As of April 2, proposed changes to the format of the Graduate Records Exam, scheduled to take effect next September, have been canceled because the number of seats at test centers won’t be enough to accommodate potential test-takers.
The final administration of the GRE in its current form was set to be July 31 and the first administration of the new format Sept. 10. Planned changes to the exam included doubling the time of the test from two hours to more than four and a structural change to a linear format. Thousands of students around the nation, including at GW, have made plans to take the newly structured test.
This year, Educational Testing Services planned to open 3,000 of the Internet-based test centers in which the new GRE would be administered. The educational nonprofit surpassed that goal by opening 3,200 centers with 1,800 more nearly ready to go, said ETS Press Relations Director Tom Ewing.
Even with 5,000 test centers nationwide, ETS still could not have accommodated all the students who need to take the GRE in September, Ewing said.
The new version of the test was to be offered 35 times during the year versus the six days a week it is offered in its current format and schedule.

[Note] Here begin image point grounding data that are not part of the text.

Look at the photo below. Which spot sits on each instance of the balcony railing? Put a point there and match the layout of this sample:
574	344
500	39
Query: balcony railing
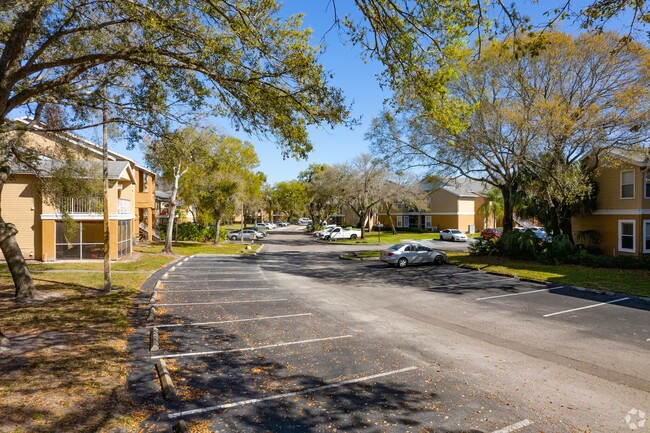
123	206
80	205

ETS may still choose to change aspects of the test in coming years, but it will do so with gradual changes rather than the complete overhaul initially planned.
“Plans to change to an entirely new test have been canceled, but the improvements that we had planned and that we had worked on with the graduate education community still have great value,” Ewing said.

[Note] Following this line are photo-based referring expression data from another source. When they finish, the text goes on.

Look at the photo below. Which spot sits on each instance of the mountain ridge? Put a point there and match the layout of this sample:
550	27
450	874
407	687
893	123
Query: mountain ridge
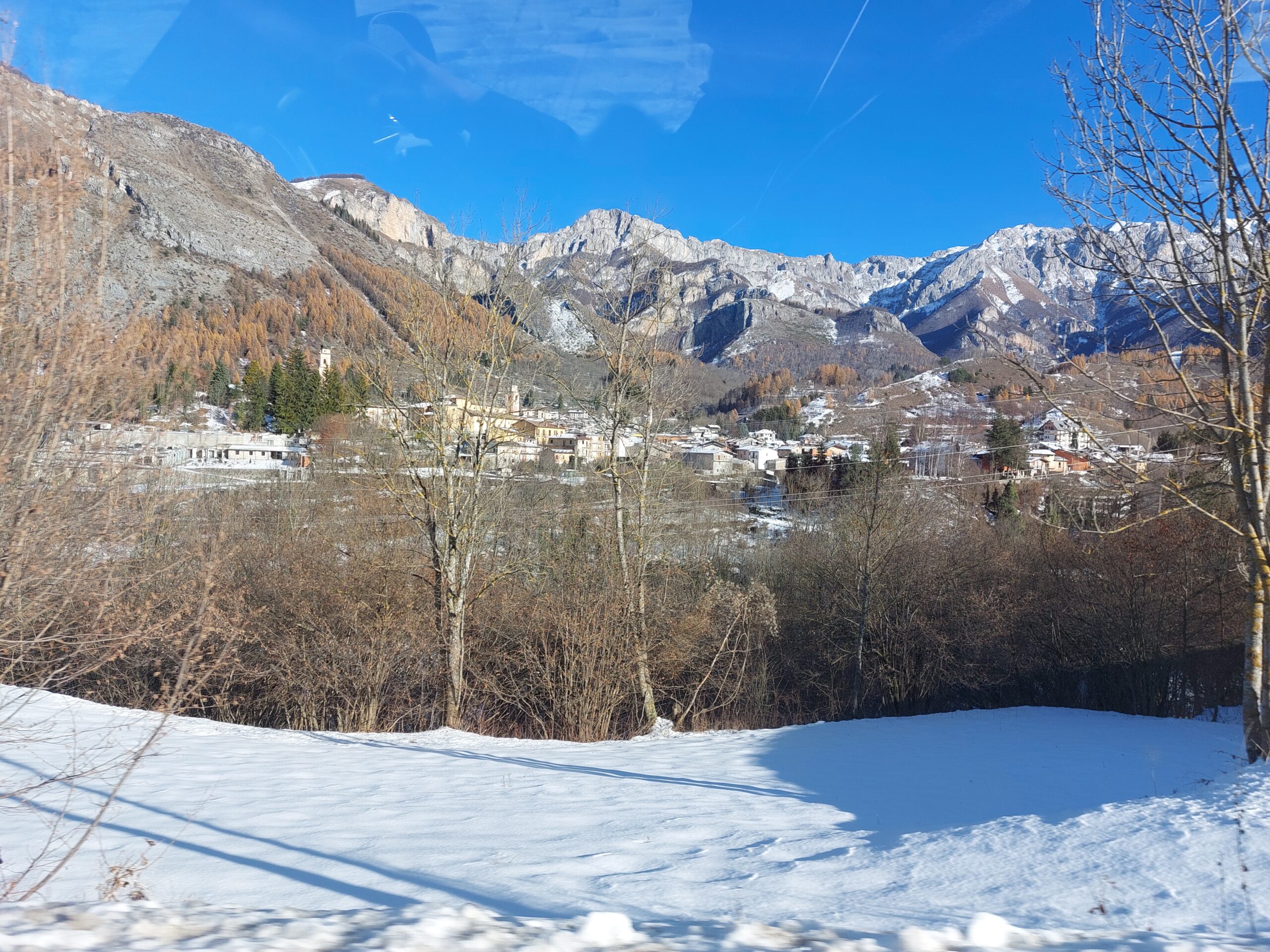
198	210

No changes will occur in the 2007-2008 academic year, he added.
Kaplan Test Prep and Admissions developed a new course and new books for the changed GRE, but now students aren’t going to be taking the test they’ve been studying for.
“We’ve invested a lot,” said Jung Lee, GRE program manager for Kaplan. “(The cancellation) has made our work unnecessary.”
Lee advises that students take the GRE as planned because most graduate programs have said that they will accept scores for up to five years after the test is taken.
Kristin Williams, executive director of GW Graduate Student Enrollment Management, said that she is delighted by the cancellation.
She likened the decrease in test dates as a reversion to when the GRE was paper-based.
“I was glad when they canceled plans and reopened computer-based test centers, but I can’t speak to whether or not undergraduates would find one test easier than the other,” she said.
Concerning potential future changes in the GRE, Williams advises that students prepare as they would for the current test.
“Any preparation they would have done for the new test would still be valid for the current one,” she said. “The content would not be different.”